Search code examples
apache-flinkflink-streaming

How to split a window based on a second key in Apache Flink?


I am trying to create a data stream processing of a product scanner which generates events in the form of the following Tuple4: Timestamp(long, in milliseconds), ClientID(int), ProductID(int), Quantity(int).

At the end, a stream of Tuple3 should be obtained: ClientID(int), ProductID(int), Quantity(int) which represents a grouping of all the products with the same ProductID purchased by one client with a given ClientID. For any "transaction" there can be a maximum of a 10 seconds gap between product scans.

This is a short snippet of code that shows my initial attempt:

        DataStream<Tuple4<Long, Integer, Integer, Integer>> inStream = ...;

        WindowedStream<Tuple4<Long, Integer, Integer, Integer>, Integer, TimeWindow> windowedStream = inStream
            .keyBy((tuple) -> Tuple2.of(tuple.f1, tuple.f2))
            .window(EventTimeSessionWindows.withGap(Time.seconds(10)));
        
        windowedStream.aggregate(...); // Drop timestamp, sum quantity, keep the rest the same

However, this is where the issue comes in. Normally, a SessionWindow would be enough, but in this case it implements a gap of 10 seconds between 2 events with the key (ClientID, ProductID), which is not what is expected.

If we imagine the following tuples coming in:

  1. (10_000, 1, 1, 1) <6 second gap>
  2. (16_000, 1, 2, 1) <6 second gap>
  3. (22_000, 1, 1, 1) <6 second gap>
  4. (28_000, 1, 2, 1)

The sequence of tuples should be in the same SessionWindow, and 1 and 2 should be merged with 3, respectively 4, generating two output events.

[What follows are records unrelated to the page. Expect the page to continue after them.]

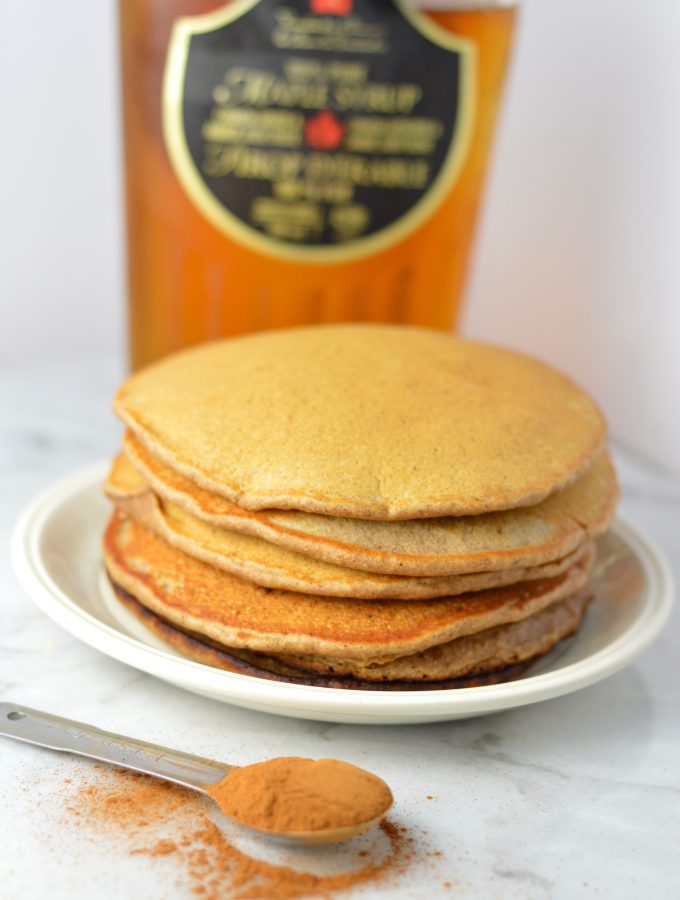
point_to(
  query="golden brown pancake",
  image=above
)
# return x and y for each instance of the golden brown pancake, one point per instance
(199, 598)
(487, 657)
(271, 566)
(210, 653)
(364, 421)
(523, 538)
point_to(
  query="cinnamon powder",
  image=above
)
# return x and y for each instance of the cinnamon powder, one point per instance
(294, 794)
(130, 808)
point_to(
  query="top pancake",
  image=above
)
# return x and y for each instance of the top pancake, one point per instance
(366, 421)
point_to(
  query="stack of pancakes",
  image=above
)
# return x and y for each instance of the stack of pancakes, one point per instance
(378, 507)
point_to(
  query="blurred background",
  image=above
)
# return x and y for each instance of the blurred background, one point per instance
(577, 258)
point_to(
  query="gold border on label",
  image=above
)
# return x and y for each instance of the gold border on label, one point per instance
(218, 215)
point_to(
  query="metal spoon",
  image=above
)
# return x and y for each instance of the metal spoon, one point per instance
(195, 772)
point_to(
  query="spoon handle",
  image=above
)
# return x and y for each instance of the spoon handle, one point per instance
(45, 730)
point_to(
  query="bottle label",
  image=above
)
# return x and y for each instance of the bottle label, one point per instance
(319, 130)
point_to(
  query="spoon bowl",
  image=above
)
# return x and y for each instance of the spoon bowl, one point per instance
(194, 772)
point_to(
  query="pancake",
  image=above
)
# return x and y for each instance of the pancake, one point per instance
(418, 547)
(271, 566)
(364, 421)
(200, 598)
(211, 654)
(487, 657)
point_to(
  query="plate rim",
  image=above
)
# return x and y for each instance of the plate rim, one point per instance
(36, 581)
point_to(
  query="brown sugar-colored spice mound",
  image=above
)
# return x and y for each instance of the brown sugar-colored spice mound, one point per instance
(294, 794)
(142, 816)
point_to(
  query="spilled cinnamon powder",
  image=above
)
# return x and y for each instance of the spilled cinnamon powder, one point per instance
(143, 816)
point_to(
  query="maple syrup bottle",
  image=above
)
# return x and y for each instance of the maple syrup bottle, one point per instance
(299, 161)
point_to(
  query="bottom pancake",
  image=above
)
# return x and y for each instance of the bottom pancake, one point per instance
(546, 630)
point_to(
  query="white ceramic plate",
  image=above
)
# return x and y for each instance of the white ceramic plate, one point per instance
(55, 549)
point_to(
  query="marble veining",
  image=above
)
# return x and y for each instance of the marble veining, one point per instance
(574, 797)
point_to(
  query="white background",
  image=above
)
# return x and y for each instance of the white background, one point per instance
(578, 258)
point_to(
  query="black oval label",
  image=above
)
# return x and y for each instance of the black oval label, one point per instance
(317, 129)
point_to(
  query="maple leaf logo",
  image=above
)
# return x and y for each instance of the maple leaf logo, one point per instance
(330, 7)
(324, 131)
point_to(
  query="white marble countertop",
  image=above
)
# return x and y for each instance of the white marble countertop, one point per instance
(574, 797)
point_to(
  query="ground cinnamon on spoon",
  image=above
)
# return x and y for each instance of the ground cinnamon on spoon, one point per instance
(151, 818)
(294, 794)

However, they are not in the same SessionWindow, because 1+3 and 2+4 are split in their separate streams by the keyBy and they are not aggregated since they do not fulfill the requirement of max 10 seconds between products.

I am wondering if there is a way to solve this with the application of a "second" key. First, the stream should be split based on the key ClientID, and then a SessionWindow should be applied (irrespective of the product). Following that, I was wondering if there is a way to subdivide the ClientID-keyed SessionWindows with the use of the second key (which would be ProductID) and effectively reach the same key as before (ClientID, ProductID) without the previous issue. Then, the aggregate could be applied normally to reach the expected output stream.

If that is not possible, is there any other way of solving this?


Solution

  • The simplest way to solve it would be to just do partitioning base on theClientID to capture all scans done by the particular client and then use process that would give You access to all elements in the paricular window, where You can generate separate events or outputs for every ProductID. Is there any reason why that might not work in Your setup ??